# Spin assumption for fermions in potential well.

1. Jun 10, 2014

### ranytawfik

Hi,
Assume I’m solving a 2-particle (fermions) problem in a potential well. If I set the wavefunction as anti-symmetric, then by default I’m assuming that the two particles has the same spin and hence exchange interaction has to be accommodated for.

But what if the 2 fermions have different spins? Shouldn't in this case I set the wavefunction to be only symmetric (since no Pauli exclusion here)? And what would be the final wave function? Is it a normalized linear combination of the 4 cases (2 ups, 2 downs, and 2 mixed-spin)?

Thanks for your help on that.

2. Jun 10, 2014

### Staff: Mentor

For two identical spin-1/2 particles in different potential-well eigenstates, there are four possible spin states:
$$| \alpha \alpha \rangle \\ \frac{1}{\sqrt{2}} \left( | \alpha \beta \rangle + | \beta \alpha \rangle \right) \\ | \beta \beta \rangle \\ \frac{1}{\sqrt{2}} \left( | \alpha \beta \rangle - | \beta \alpha \rangle \right)$$
The first three are symmetric, and therefore the corresponding spatial wave function is anti-symmetric, while the last one is anti-symmetric, requiring a symmetric spatial wave function.

So to answer your question: you have to consider all possible linear combinations of spins that have a defined symmetry, and combine each with a spatial wave function of the propoer symmetry such that the total wave function obeys Pauli's principle.

3. Jun 11, 2014

### ranytawfik

Thanks Dr Claude.
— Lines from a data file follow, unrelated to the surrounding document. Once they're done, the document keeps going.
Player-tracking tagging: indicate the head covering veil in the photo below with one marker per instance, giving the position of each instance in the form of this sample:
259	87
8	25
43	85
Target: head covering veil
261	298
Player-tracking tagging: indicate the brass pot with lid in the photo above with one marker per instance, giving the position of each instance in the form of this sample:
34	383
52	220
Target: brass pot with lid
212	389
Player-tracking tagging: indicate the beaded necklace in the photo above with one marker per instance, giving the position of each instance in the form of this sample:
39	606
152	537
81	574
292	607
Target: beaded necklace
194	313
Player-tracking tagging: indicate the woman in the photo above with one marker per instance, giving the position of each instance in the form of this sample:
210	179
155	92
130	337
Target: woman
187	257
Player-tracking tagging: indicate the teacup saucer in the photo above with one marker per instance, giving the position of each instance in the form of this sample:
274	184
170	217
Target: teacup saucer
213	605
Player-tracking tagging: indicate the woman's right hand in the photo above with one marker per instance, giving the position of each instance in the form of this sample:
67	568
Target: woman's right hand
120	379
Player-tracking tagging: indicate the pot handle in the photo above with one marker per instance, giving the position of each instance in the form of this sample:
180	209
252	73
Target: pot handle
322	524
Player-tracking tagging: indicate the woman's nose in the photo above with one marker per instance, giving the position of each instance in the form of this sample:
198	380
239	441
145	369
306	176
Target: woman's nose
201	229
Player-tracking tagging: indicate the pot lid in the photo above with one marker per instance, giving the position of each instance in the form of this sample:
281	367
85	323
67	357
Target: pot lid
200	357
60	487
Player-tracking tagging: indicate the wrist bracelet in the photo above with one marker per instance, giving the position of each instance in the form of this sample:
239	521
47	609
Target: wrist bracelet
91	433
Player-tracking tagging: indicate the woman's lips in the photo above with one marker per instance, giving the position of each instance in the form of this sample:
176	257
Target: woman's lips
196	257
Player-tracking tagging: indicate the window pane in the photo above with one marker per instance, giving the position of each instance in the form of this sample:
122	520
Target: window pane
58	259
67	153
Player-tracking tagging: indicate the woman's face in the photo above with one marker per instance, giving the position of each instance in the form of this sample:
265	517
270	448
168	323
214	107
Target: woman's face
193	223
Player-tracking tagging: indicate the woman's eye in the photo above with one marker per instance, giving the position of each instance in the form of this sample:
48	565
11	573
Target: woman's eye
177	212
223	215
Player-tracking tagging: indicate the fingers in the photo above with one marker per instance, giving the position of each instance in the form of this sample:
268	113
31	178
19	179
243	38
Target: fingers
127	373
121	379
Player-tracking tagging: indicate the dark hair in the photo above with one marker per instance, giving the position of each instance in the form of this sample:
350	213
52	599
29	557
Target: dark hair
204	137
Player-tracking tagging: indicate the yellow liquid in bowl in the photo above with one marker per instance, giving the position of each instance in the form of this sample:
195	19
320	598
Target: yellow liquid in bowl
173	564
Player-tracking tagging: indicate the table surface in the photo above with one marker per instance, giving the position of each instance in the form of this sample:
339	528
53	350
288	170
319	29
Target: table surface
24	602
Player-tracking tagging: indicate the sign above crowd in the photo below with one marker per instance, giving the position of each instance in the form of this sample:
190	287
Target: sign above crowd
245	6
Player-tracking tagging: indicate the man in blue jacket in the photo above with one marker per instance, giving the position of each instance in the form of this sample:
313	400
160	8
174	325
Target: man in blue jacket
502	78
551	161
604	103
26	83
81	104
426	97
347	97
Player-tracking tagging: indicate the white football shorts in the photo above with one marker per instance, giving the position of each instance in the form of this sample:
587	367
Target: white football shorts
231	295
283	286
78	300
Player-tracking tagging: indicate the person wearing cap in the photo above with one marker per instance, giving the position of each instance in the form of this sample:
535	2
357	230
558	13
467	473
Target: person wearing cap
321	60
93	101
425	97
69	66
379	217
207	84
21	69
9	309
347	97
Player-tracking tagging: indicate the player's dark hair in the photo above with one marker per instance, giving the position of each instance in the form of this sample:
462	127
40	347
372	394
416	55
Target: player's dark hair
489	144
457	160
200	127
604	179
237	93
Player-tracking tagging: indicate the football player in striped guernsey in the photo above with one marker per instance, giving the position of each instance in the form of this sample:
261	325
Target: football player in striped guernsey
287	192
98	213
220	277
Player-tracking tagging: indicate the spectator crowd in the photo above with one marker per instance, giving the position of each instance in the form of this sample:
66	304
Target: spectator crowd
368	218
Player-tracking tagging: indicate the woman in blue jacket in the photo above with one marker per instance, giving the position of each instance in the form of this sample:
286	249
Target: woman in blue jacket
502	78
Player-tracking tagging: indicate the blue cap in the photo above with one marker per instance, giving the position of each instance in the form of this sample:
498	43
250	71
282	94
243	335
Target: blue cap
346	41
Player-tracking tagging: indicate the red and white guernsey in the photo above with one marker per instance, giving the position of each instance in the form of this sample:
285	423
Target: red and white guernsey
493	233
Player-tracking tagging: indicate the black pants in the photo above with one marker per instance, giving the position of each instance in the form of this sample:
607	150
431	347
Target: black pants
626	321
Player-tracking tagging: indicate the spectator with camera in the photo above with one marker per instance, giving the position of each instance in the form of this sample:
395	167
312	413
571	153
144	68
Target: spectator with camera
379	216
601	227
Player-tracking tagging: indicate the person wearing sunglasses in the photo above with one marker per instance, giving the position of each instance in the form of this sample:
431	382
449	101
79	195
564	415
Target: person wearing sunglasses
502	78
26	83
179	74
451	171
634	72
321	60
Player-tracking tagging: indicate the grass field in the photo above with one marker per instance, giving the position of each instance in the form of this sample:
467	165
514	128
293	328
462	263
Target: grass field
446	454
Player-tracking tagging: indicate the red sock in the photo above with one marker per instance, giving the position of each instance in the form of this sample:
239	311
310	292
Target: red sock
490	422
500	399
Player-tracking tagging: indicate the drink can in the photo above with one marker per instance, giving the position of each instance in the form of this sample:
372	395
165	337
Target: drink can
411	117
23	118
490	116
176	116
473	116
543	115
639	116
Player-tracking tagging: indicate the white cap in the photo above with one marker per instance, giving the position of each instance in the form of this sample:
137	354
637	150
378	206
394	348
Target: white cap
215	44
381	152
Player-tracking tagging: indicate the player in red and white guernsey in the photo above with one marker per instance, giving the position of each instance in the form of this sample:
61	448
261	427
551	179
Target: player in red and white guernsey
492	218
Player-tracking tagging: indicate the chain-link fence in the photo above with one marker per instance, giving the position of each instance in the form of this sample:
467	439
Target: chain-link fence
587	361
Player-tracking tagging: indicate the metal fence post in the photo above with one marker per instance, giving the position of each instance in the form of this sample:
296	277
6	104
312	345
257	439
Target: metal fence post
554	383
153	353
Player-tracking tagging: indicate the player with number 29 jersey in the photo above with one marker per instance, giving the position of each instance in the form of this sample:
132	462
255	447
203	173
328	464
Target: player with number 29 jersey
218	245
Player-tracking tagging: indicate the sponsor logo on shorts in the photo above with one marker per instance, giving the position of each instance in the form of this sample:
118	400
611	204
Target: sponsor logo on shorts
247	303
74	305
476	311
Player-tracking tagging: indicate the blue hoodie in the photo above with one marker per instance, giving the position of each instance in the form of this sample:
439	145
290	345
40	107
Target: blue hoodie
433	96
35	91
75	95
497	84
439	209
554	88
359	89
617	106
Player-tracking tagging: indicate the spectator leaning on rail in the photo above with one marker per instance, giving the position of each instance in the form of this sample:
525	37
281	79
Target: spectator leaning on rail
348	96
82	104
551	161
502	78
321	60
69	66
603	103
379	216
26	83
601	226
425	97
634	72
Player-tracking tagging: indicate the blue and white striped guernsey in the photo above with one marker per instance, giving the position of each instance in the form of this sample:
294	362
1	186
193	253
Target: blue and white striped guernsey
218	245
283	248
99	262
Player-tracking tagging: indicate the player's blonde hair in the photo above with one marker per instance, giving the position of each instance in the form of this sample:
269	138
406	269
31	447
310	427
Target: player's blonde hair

Your answer make sense and consistent with my understanding. I'm assuming the same concept can be applied if we have more than 2 fermions (3 for example)? We have to list all the scenarios, assign correct symmetricity, and finally linearly combine the resulting wavefunctions.

4. Jun 11, 2014

### Staff: Mentor

Yes. But as the number of fermions increases, it becomes very difficult to figure out by hand how to make the correct linear combinations. Fortunately, this is easily done using a Slater determinant.